Vor dem Beginn des embryonalen Wachstums greift jedoch eine so genannte Keimruhe von etwa viereinhalb Monaten. Sie verhindert, dass die Kitze schon zu einer ungünstigen Vegetationsperiode – etwa im Dezember/Januar – gesetzt werden.
Die Setztermine können je nach Witterungsverhältnissen im Frühjahr differieren und sind entscheidend vom Entwicklungszustand der Vegetation abhängig. Sie verschieben sich vom Flachland ins Gebirge und von Südwesten nach Nordosten unserer Republik. In einem Frühjahr, in dem es spät „grün“ wird, kann der Setzzeitpunkt bei den Ricken um bis zu vierzehn Tage nach hinten verschoben sein.

Zuwachs

Die Ricke setzt ein bis zwei Kitze, seltener drei. Auch Vierlinge sind schon als seltene Ausnahme beobachtet worden, die Regel sind bei mehrjährigen Ricken jedoch zwei Kitze. Ricken, die das erste Mal setzen, führen meist nur ein Kitz. Vorzugsweise werden die Jungen in der Waldrandzone mit guter Deckung gesetzt, aber auch in Wiesen oder anderen Freiflächen mit hohem Bewuchs werden frisch gesetzte Kitze gefunden. Mehrlingskitze liegen aus Sicherheitsgründen oft in weitem Abstand voneinander entfernt.
Angaben über durchschnittliche Kitzraten sind äußerst schwierig, weil die örtlichen Verhältnisse zu ganz unterschiedlichen Ergebnissen führen und auch von Jahr zu Jahr große Schwankungen auftreten können.

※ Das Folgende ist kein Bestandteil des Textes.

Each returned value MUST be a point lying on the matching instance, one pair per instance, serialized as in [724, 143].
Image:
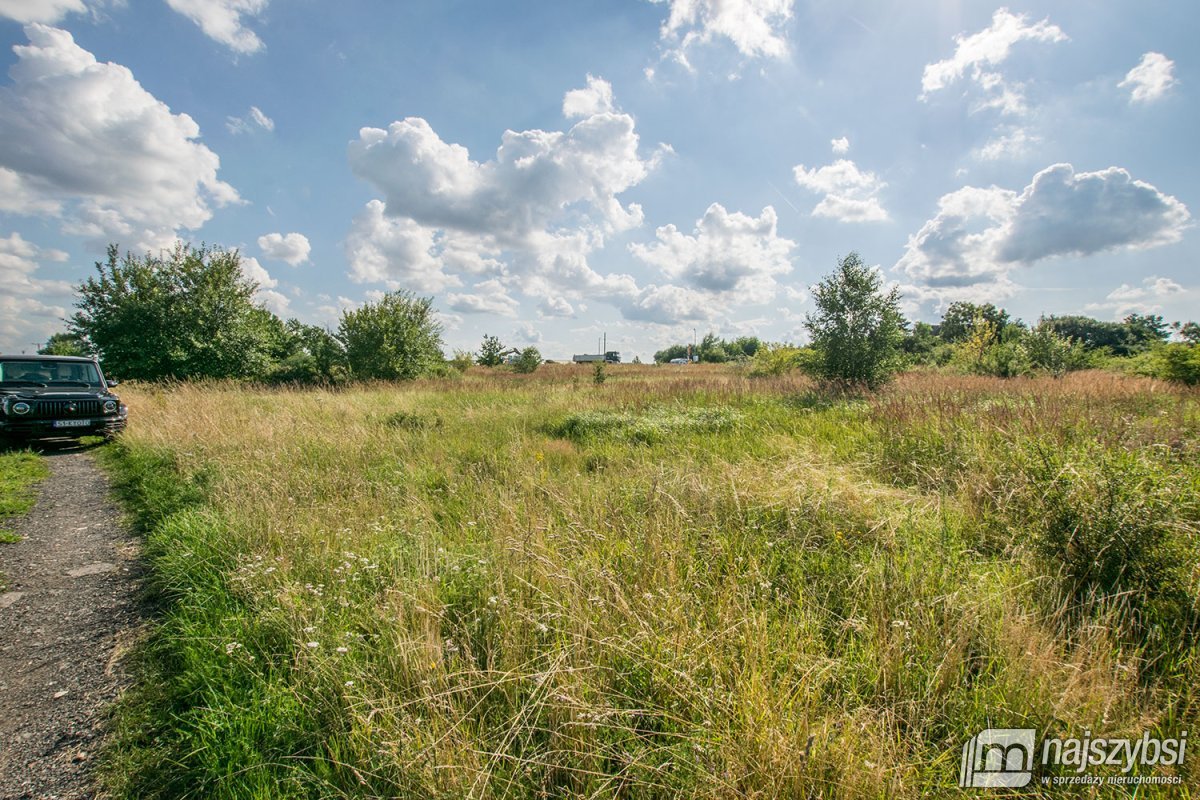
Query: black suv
[45, 396]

Selbst wenn man durchweg jährlich zwei Kitze pro mehrjährige Ricke unterstellt, ist die postnatale Sterblichkeitsrate des Nachwuchses von verschiedenen Faktoren abhängig. Dazu zählen die Witterung während der Aufzuchtszeit, Verluste durch Grasmahd, die Fuchs- und Schwarzwilddichte und andere.
Nasse und bewölkte, kühle Frühsommer machen Rehkitze anfälliger für Krankheiten und Parasiten, sorgen für eine hohe Kitzsterblichkeit in den ersten Lebenstagen und -wochen und zeitigen „schlechte Kitzjahre“.

Geschlechterverhältnis und Feindeinfluss

Das von Natur aus gegebene Geschlechterverhältnis bei den Kitzen beträgt 1:1 mit leichter Tendenz zu einem kleinen Überhang an Bockkitzen. Durch eine unterschiedliche Sterblichkeit kann sich jedoch das Geschlechterverhältnis zu Ungunsten der Bockkitze verschieben, denn offensichtlich sind diese anfälliger gegenüber Witterungseinflüssen und Feinden und haben somit eine höhere Sterblichkeitsrate.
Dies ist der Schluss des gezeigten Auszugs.